Et la Chine fournit tout. La seule limitation à cette aide matérielle est la possibilité d'absorption des troupes vietminh. Elles sont presque « saturées », bien que le nombre d'armes puisse ne pas sembler énorme. Il ne faut pas oublier que le Vietminh, qui a une connaissance parfaite du terrain et de grandes qualités manoeuvrières peut, en général, approcher plus près de son objectif que les troupes franco-vietnamiennes. Il va au combat avec un potentiel de feu presque toujours inférieur à celui de son adversaire. Sur des bataillons d'intervention moyens, de 700 à 800 hommes, il est courant de n'en voir que 500 ou même 400 engagés.
Ces chiffres ne sont évidemment pas rigides. Une des qualités du Vietminh est justement la souplesse de sa formation.

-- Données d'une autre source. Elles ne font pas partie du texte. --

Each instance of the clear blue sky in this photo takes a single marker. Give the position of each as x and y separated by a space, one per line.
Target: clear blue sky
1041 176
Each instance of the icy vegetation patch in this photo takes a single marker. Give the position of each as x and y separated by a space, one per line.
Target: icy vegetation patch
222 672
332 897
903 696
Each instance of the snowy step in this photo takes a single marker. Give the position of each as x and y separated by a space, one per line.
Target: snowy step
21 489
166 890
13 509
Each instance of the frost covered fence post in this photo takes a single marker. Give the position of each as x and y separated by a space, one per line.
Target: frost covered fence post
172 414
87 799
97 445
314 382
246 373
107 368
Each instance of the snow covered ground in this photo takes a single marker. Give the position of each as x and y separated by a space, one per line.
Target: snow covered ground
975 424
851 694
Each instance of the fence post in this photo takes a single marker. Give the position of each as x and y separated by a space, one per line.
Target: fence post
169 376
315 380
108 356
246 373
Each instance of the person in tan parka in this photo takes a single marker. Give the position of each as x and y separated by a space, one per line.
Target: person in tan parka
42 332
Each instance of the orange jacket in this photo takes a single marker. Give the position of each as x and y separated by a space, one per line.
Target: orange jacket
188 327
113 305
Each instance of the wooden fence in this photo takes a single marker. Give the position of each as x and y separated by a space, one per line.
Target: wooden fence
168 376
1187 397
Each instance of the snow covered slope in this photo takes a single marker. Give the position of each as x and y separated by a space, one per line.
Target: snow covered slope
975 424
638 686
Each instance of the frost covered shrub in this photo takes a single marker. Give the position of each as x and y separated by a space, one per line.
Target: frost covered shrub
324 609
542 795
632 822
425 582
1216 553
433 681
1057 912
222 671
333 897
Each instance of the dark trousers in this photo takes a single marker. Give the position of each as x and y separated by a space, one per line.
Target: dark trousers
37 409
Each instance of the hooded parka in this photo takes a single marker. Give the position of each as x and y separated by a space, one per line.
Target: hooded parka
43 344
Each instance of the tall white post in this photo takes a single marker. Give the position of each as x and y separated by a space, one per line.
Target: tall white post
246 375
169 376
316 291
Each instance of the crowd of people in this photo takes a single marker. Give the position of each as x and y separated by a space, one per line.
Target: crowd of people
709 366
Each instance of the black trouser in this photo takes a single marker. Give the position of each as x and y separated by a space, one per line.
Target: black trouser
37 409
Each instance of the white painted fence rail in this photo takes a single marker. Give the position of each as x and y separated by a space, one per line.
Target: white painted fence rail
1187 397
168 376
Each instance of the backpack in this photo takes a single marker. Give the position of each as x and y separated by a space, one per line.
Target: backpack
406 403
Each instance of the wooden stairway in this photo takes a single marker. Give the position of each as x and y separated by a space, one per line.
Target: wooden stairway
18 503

La supériorité relative des forces franco-vietnamiennes réside dans l'aviation et l'artillerie, véritables terreurs des soldats ennemis. Les coups qu'elles ont portés dans les derniers mois ont durement atteint le potentiel humain adverse.
Mais, en plus d'une aide matérielle, la Chine a ouvert plusieurs camps d'instruction aux officiers et hommes de troupe vietminh. Ce sont des centres d'entraînement pour toutes armes, sauf les blindés et l'aviation. Une des divisions d'Hoa Binh revenait, toute entière, d'un « pèlerinage aux sources ».

En conclusion, la Chine qui forme des spécialistes et fournit le matériel voulu aux troupes, ne semble guère pouvoir faire plus actuellement étant donné le degré de saturation des effectifs vietminh. En matière absolue, elle ne crée pas une plus grande menace à mesure que le temps passe. Mais elle n'en est pas moins un lourd handicap : elle forme des spécialistes que le Vietminh peut faire tuer, leur remplacement étant assuré. Elle garantit le renouvellement des armes et l'approvisionnement constant en munitions.